Darryl “DMC” McDaniels may have been a founding member of Run-DMC, one of the most influential hip-hop groups of all time, but it’s his role within MSG’s Garden of Dreams Foundation that he feels may have been his destiny all along.
In 2000, when he was in his mid-30s, McDaniels found out that he had been an adopted foster child. Learning the long-kept family secret inspired him to talk about his “shocking revelation” at group homes, schools and homeless shelters and do other forms of youth outreach, which eventually led him to Garden of Dreams, a nonprofit that holds more than 500 events each year for kids facing health, domestic, social, economic and other obstacles.
“I had to come on as board member — I’d been groomed and prepared for this my whole life,” McDaniels said.
Ever since, McDaniels has been one of the most visible faces of Garden of Dreams and has helmed its annual talent show, which will put more than 150 kids on stage at Radio City Music Hall on Tuesday.
“I didn’t perform at Radio City Music Hall until 1993, when I was almost 30 years old — I tell them I’m so jealous of them,” McDaniels said with a laugh. “These kids are just like me, and I always say a kid’s situation shouldn’t deprive them of opportunities to do the things they love and still be a kid and have life-changing experiences. That’s what Garden of Dreams is all about.”
McDaniels said his job as talent director isn’t hard because “these kids have the ‘it’ factor.”
“We think we’re doing great things for these kids, but money couldn’t give us the feeling we get from working with these children. My dream has come true,” he said in a voice heavy with emotion
A Concert for Dreams
Before the kids get on stage at Tuesday’s talent show, they’ll be able to sing and dance along to Friday’s Concert for Dreams, the foundation’s first-ever benefit concert, which will consist of a kids-only matinee and an evening show for adults, both at the Beacon Theatre. All proceeds will benefit Garden of Dreams.
While the kids’ show will also feature Rachel Crow and Grace Vanderwaal, the lineup for both outings will include McDaniels, Matt Nathanson, Gavin DeGraw, Robert Randolph and O.A.R., whose frontman, Marc Roberge, curated Concert for Dreams over the course of 18 months.
“We want to give these kids an experience where they can leave feeling really good,” Roberge said. “Their show is intended solely to get these kids dancing and singing songs that they know — and that’s it. That way, they can always remember, ‘Wow, that was fun.

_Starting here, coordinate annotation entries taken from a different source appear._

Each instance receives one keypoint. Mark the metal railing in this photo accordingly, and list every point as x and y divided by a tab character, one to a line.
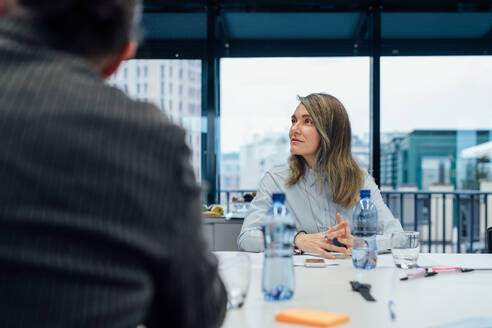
448	221
462	214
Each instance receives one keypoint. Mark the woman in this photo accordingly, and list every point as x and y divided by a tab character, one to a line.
321	183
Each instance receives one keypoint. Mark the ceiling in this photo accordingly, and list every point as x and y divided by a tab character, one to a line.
288	27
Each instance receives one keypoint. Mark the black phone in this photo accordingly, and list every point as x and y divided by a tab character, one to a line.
337	243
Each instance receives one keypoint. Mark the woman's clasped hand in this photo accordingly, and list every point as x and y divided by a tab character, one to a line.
322	242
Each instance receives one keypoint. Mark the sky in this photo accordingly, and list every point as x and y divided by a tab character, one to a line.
260	94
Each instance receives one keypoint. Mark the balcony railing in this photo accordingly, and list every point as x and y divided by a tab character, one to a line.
448	221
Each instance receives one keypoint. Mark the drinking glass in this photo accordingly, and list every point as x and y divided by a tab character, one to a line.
405	247
234	269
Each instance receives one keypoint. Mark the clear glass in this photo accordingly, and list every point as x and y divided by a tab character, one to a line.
258	97
234	269
405	248
153	81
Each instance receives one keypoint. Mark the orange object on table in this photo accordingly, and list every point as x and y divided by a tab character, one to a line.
312	318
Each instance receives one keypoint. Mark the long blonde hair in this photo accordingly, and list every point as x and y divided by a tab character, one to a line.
333	159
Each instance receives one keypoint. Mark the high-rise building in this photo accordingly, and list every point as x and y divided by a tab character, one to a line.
175	87
427	157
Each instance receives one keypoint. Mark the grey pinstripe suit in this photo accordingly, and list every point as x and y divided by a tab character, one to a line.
99	209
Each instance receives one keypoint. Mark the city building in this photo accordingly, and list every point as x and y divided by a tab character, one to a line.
428	157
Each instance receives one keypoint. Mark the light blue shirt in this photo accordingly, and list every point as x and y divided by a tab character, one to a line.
312	209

What a great day.’”
O.A.R. is going to open the matinee show with a “really fun medley of hit songs from other artists that kids will know,” Roberge said. “What I really want to do is encourage them to sing these songs by Bruno Mars and everyone else.”
While McDaniels said that “everybody’s crying every minute” of the Garden of Dreams talent show thanks in part to a preview video shown of the obstacles the performers face, Roberge hopes the Concert for Dreams “will be more smiles than anything.”
“I’ve had the opportunity to spend some time with these kids, so I’ve gotten my cries out of the way,” he said. “I think the times I get to spend with these kids now has been filling me up and making me really happy and inspired.”